– Лохматый, лохматый… – не согласилась девочка. – Но не страшный.
– Страшила, еще какой. Надо его постричь – станет красавцем, – весело рассмеялась Франка. Гнома уже осмотрела новую малышку, каким-то чудесным образом успокоила ее и тоже посадила в корыто с водой. – Все в порядке. Девочке лет пять, не больше. Румийка она по народу. Видимо, кто-то ее заколдовал, а ты невольно снял заклятие. Понимаешь, при таких чарах всегда закладывается ключ, снимающий проклятие. Без него оно не ляжет. А ты невольно этот ключ подобрал. Хотя, может быть, чары на определенное время были поставлены. Трудно сказать, да и не важно. Она пока молчит, но это последствие проклятия – скоро пройдет. А вообще, все, что случилось, – очень хороший знак.

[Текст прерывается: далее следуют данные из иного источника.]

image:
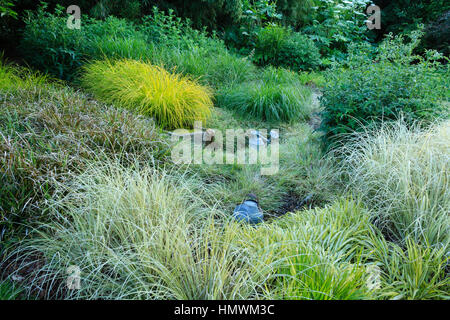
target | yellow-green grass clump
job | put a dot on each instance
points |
(174, 100)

Гнома смахнула слезинку и, не отрывая глаз от девочек, положила голову мне на плечо.
Маленькая румийка растерянно разглядывала свои ручки, но уже не плакала. А Мила смотрела на нее и отчаянно стеснялась.
– И что теперь?.. – тихо спросил я.
– Что, что… – сердито буркнула Франка. – Как будто сам не знаешь что. Мои они. Ты точно завтра уходишь?
– Можешь предложить что-то другое?
– Я ее назову Яниной… – задумчиво сказала гнома, не отвечая на мой вопрос. – Только не Явдохой, только не именем этой сучки. А ты… ты иди… Придешь ночевать сюда. Понял, лешак? Не дай боги, устроишься спать на сеннике, как вчера. Испепелю! Иди уже…
И ушел. Франтя без меня с детками справится, а я даже не знаю, с какой стороны к ним подойти. Подумал немного и побрел в избу к Гордию, там со вчерашнего дня огневицу хлещут. Празднуют до сих пор ослобонение от упыря. И мне хочется: ибо задумываться о том, что случится в Топях, страшно. Очень страшно.
И пил. Но не пьянел. Думал сначала рассказать селянам, что случилось в конюшне, а потом оставил все объяснения на Франку. После того как она вчера походя, играючи подлечила какие-то женские хвори у жены старосты, вошла в такой авторитет, что теперь ее едва ли не за богиню считают. Так что ей сподручнее…
Стоп… голова садовая, а лошадкой-то я еще не озаботился!..
– Осип… Осип… – Я толкнул старосту в плечо. – Справная коняга мне нужна.
– А… что?.. – Староста за вчера и сегодня уже столько принял на грудь, что даже с трудом разговаривал. А вообще, оказался нормальным мужиком. Ну… словом, в общем, нормальным.
– Лошадь мне нужна.
– А… нема… – мотнул головой Осип. – Дык… откуда… все при деле, лошаденки-то…
– Куплю.
– Ну-у… раз так… – Староста подцепил пятерней мороженой капусты с брусникой. – Мм… можно, дык это, поспрашивать.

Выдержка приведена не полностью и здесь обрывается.